Prove that $P(HH|A) = P(H|A)\times P(H|A)$ rigorously 
Question: Suppose that we have 2 fair coins, coin A and coin B. If we obtained 2 heads after 2 tosses, what is the probability that the coin is A?

My attempt: 
By the Bayes' Theorem, we have 
$$P(A|HH) = \frac{P(HH|A)\times P(A)}{P(HH|A)\times P(A) + P(HH|B)\times P(B)}$$
Here is my question.

I know that $P(HH|A)$ can be calculated by calculating $[P(H|A)]^2.$
  But how to prove they are the same rigirously?

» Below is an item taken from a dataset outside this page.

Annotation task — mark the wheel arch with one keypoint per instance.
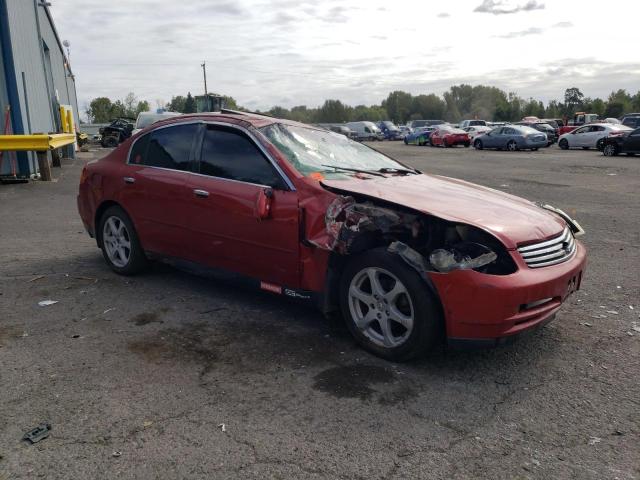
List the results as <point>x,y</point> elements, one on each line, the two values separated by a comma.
<point>98,215</point>
<point>330,299</point>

From definition of conditional probability, we should have 
$$P(HH|A) = \frac{P(HH\cap A)}{P(A)}.$$
But the numerator does not make sense to me as both $HH$ and $A$ come from different sample space.
 A: If you have two fair coins, then they are indistinguishable. The probability that the coins is A is $1/2$. No need for any long reasoning.
If you need to answer the second question. The coins are fair, the event A give you no information (the events H and A are independent) hence
$$P(HH\mid A)=\frac{P(HH\cap A)}{P(A)}=\frac{P(HH)P(A)}{P(A)}=P(HH)$$
By independence of event 
$$P(HH\mid A)=P(HH)=P(H)^2$$
And using the first argument again
$$P(HH\mid A)=P(HH)=P(H)^2=P(H\mid A)^2$$
A: To answer your question directly:
The problem stmt includes "2 fair coins, A and B".  I would argue that this statement clearly implies 
$$P(HH \mid A) = 1/4, \,\,\,\,\,\,\,\,\,\,\,\, P(H \mid A) = 1/2$$
and any number of things you can say about a fair coin.  Isn't that what a "A is fair" means?

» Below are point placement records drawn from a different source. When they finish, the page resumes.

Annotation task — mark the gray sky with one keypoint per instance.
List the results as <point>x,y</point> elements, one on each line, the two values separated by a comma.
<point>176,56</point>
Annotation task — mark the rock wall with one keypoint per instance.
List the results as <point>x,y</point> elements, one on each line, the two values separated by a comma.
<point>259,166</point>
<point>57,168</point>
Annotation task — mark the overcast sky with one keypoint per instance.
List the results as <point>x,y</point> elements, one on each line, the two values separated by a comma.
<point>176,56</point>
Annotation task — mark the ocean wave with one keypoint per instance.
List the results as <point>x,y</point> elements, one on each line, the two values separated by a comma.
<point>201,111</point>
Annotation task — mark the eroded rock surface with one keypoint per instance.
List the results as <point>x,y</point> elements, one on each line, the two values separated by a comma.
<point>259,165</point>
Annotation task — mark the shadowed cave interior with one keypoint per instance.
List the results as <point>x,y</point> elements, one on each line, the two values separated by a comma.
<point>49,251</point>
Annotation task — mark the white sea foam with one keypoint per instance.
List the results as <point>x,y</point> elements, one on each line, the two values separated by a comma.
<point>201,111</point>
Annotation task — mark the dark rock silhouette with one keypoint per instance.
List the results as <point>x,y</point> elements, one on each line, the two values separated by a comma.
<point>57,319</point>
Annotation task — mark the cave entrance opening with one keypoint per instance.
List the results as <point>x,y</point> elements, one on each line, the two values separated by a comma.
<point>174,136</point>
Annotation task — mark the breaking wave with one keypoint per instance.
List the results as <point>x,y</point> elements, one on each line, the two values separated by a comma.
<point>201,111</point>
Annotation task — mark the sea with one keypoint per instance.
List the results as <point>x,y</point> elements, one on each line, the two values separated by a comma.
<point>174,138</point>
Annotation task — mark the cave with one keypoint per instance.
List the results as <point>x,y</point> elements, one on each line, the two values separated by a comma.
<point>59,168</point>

The original question is "what is $P(A \mid HH)$?"  IMHO this question is actually unanswerable!
The original stmt did not give any info about how $A$ vs $B$ is picked.  Maybe I always pick $A$, or always $B$, or 70-30 favoring $B$, etc.  One cannot compute the posterior $P(A \mid HH)$ when the prior $P(A)$ is not given, unless one assumes some prior.  In this case the natural assumption is $P(A)=P(B)=1/2$, but it is just an assumption.
The following will show that, in this example, whatever prior you pick will be also your posterior, i.e. $P(A \mid HH) = P(A)$, even if the value is not $1/2$.


*

*$P(A \mid HH) = {P(A \cap HH) \over P(HH)}$

*$P(A \cap HH) = P(HH \mid A) P(A) = \frac14 P(A)$ because it is given that $A$ is fair
Now what is $P(HH)$?  It is "obviously" also $\frac14$ but lets prove it rigorously using the given facts that $A$ is fair and $B$ is fair.


*

*$P(HH) = P(HH \mid A)P(A) + P(HH\mid B) P(B) = \frac14 P(A) + \frac14 P(B) = \frac14 $
Note that in the line above, we just needed $P(A)+P(B)=1$ but we did not need $P(A)=1/2$.  So now we put everything together:
$$P(A\mid HH) = {P(A\cap HH) \over P(HH)} = {\frac14 P(A) \over \frac14} = P(A)$$
In other words, in this example, because $A$ and $B$ are identical, the posterior $P(A \mid HH)$ equals the prior $P(A)$, no matter what value the prior is.  If you say the answer is $1/2$, that's just because of the natural assumption that the prior is $P(A) =1/2$ when it is not explicitly stated in the problem wording.